Brotli, developed by Google, achieves higher compression ratios than DEFLATE, making it ideal for web content. It uses a large predefined dictionary of common web content strings, combined with LZ77 and Huffman coding. Major web browsers support Brotli for HTTP compression, reducing page load times.
Lossy Compression
Image Compression: JPEG
JPEG compression exploits limitations in human visual perception. It converts the image from RGB to YCbCr color space (separating brightness from color), downsamples the color channels (human eyes are less sensitive to color detail than brightness detail), applies the Discrete Cosine Transform (DCT) to convert spatial data into frequency components, quantizes the frequency coefficients (discarding high-frequency detail that is hard to perceive), and encodes the result with Huffman coding.
The quantization step is where information is lost, and its aggressiveness is controlled by a quality parameter. At high quality, JPEG images are nearly indistinguishable from the original. At low quality, visible artifacts appear, particularly blocky patterns at the boundaries of 8x8 pixel blocks. JPEG is not suitable for text, line art, or images with sharp edges, where PNG (lossless) produces better results.

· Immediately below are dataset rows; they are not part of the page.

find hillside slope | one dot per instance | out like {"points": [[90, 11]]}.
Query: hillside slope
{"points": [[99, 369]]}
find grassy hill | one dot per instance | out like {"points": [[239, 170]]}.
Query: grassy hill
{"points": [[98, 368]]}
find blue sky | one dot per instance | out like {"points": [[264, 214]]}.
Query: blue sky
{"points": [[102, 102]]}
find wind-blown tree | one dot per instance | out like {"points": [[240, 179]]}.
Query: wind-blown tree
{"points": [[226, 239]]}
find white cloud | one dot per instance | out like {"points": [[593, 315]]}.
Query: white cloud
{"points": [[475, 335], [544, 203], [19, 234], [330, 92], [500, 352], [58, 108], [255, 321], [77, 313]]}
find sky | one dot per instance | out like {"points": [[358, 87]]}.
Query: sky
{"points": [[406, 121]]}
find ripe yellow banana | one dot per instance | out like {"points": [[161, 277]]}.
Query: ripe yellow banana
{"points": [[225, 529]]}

Audio Compression: MP3 and Beyond
MP3 compression uses a psychoacoustic model to identify sounds that human ears cannot perceive: sounds masked by louder nearby frequencies, sounds below the hearing threshold, and temporal masking effects where a loud sound makes softer sounds before and after it imperceptible. These inaudible components are discarded or represented with fewer bits. At 128 kbps, MP3 achieves roughly 11:1 compression with quality acceptable to most listeners. At 320 kbps, the compression is about 4.4:1 with quality nearly indistinguishable from the uncompressed original.
Newer codecs like AAC (used by Apple), Opus (used for voice and music streaming), and Vorbis (used in games) achieve better quality at lower bitrates through more sophisticated psychoacoustic models and entropy coding. Opus in particular is remarkable for its flexibility, handling both speech and music well across a wide range of bitrates.
Video Compression
Video compression applies spatial compression within each frame (similar to JPEG for still images) and temporal compression between frames. Keyframes (I-frames) are compressed independently. Predicted frames (P-frames) encode only the differences from the previous frame. Bidirectional frames (B-frames) encode differences from both previous and future frames. Since consecutive video frames are typically very similar, temporal prediction achieves enormous compression ratios.

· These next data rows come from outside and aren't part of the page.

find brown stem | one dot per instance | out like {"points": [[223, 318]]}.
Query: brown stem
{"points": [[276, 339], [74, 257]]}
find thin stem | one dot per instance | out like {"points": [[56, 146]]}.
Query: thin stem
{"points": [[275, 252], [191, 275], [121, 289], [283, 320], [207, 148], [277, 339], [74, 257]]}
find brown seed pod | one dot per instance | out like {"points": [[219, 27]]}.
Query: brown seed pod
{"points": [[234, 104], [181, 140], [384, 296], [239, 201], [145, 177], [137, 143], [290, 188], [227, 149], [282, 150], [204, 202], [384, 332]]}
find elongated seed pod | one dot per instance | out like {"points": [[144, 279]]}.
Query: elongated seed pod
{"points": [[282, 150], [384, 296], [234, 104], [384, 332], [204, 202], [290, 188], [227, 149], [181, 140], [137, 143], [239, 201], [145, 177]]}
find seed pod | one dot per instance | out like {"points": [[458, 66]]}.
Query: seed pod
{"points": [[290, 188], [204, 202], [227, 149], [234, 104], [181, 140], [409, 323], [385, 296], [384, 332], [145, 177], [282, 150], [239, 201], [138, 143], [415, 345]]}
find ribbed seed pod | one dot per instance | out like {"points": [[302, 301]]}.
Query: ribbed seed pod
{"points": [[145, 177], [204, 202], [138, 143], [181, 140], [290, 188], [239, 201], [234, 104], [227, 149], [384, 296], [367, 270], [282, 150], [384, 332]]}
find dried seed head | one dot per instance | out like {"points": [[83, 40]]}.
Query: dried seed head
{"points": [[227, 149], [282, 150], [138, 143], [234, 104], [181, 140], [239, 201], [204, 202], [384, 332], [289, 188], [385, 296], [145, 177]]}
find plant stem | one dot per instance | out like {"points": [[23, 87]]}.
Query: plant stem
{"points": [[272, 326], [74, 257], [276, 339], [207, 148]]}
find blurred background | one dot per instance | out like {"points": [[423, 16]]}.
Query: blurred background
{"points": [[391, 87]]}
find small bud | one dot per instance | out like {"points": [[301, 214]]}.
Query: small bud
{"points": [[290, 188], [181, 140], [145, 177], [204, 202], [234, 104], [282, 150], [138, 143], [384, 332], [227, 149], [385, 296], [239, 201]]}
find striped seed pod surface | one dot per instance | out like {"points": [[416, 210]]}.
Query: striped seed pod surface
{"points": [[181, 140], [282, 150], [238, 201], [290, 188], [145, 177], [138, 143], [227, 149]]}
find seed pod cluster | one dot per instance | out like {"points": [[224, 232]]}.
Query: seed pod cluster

Modern codecs like H.265/HEVC and AV1 achieve roughly 50% better compression than their predecessors at the same quality, enabling 4K and 8K streaming over consumer internet connections. The computational cost of these advanced codecs is high, requiring dedicated hardware encoders in devices and data centers.

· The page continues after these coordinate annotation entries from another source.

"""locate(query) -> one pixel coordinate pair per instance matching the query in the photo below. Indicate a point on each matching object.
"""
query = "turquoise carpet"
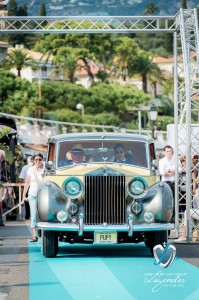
(88, 272)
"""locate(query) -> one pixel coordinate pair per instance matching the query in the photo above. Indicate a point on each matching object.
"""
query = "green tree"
(19, 59)
(126, 51)
(23, 10)
(145, 67)
(12, 8)
(184, 4)
(42, 9)
(8, 84)
(66, 62)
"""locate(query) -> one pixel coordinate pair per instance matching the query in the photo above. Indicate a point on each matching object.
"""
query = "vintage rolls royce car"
(102, 188)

Choosing the Right Compression
The choice between lossless and lossy compression depends on the data and the application. Text, source code, executables, and any data where every bit matters must use lossless compression. Photographs, music, and video can use lossy compression because human perception has inherent limitations that compression algorithms can exploit. Medical imaging, scientific data, and archival storage often require lossless compression even for images, because any information loss could affect diagnosis or analysis.
Compression algorithms make modern digital life possible by reducing storage and bandwidth requirements. Lossless compression preserves every bit of data through clever encoding, while lossy compression exploits the limits of human perception to achieve far greater reduction. The internet, streaming media, and digital storage all depend fundamentally on these algorithmic techniques.